Quoted from Free Shaquanda Cotton
"I am a 14-year-old black freshman who shoved a hall monitor at Paris High School in a dispute over entering the building before the school day had officially begun and was sentenced to 7 years in prison. I have no prior arrest record, and the hall monitor–a 58-year-old teacher’s aide–was not seriously injured. I was tried in March 2006 in the town’s juvenile court, convicted of “assault on a public servant” and sentenced by Lamar County Judge Chuck Superville to prison for up to 7 years, until I turn 21. Just three months earlier, Superville sentenced a 14-year-old white girl, convicted of arson for burning down her family’s house, to probation."
I found this information from The Moderate Voice article today.

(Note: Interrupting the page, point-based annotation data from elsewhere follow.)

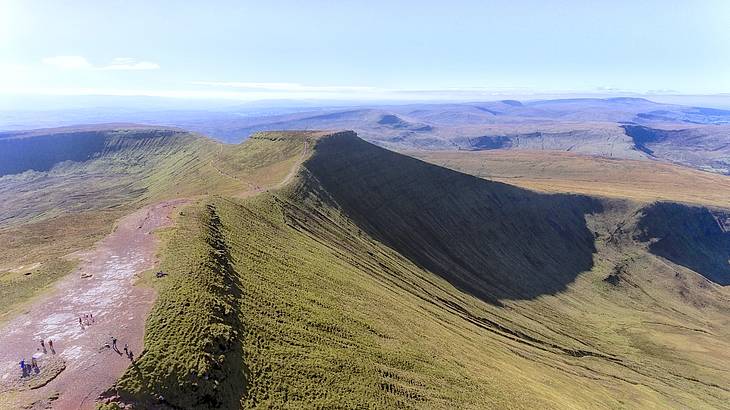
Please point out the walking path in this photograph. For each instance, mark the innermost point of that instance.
(119, 309)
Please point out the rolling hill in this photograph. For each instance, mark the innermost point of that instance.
(372, 279)
(63, 189)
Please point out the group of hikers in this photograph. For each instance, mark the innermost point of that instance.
(88, 320)
(127, 350)
(28, 368)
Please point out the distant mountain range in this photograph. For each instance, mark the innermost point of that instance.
(632, 128)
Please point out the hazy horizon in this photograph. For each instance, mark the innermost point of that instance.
(374, 53)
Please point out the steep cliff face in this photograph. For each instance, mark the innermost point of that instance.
(693, 237)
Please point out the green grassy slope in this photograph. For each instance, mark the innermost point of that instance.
(46, 215)
(339, 291)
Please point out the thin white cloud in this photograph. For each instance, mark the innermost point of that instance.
(81, 63)
(68, 62)
(126, 63)
(285, 87)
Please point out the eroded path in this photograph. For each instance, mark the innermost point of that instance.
(119, 309)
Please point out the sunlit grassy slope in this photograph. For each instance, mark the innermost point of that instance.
(374, 280)
(592, 175)
(63, 201)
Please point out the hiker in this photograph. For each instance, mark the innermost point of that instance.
(114, 345)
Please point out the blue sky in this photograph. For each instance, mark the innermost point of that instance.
(363, 50)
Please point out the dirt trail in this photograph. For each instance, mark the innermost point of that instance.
(119, 310)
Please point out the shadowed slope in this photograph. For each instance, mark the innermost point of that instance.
(337, 310)
(688, 236)
(493, 240)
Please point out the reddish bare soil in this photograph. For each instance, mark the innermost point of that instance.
(119, 309)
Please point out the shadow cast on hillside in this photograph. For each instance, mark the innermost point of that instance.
(492, 240)
(689, 236)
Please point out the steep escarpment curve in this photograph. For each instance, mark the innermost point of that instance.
(43, 151)
(490, 239)
(693, 237)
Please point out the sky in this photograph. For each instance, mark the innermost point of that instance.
(364, 50)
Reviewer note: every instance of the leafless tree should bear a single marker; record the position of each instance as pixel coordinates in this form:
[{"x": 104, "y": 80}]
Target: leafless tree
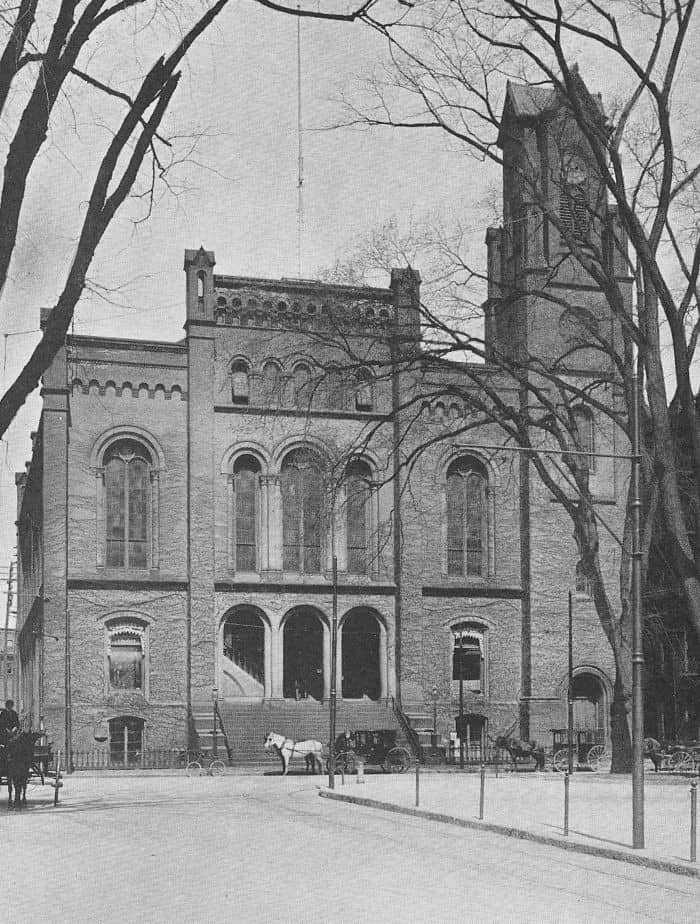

According to the Chicago Tribune, it gets worse:
"Cotton, now 15, has been incarcerated at a youth prison in Brownwood, Texas, for the last year on a sentence that could run until her 21st birthday. But like many of the other youths in the system, she is eligible to earn earlier release if she achieves certain social, behavioral and educational milestones while in prison.
But officials at the Ron Jackson Correctional Complex have repeatedly extended Shaquanda’s sentence because she refuses to admit her guilt and because she was found with contraband in her cell–an extra pair of socks."
All I can say is WOW, who would have thought this type of "justice" still occured.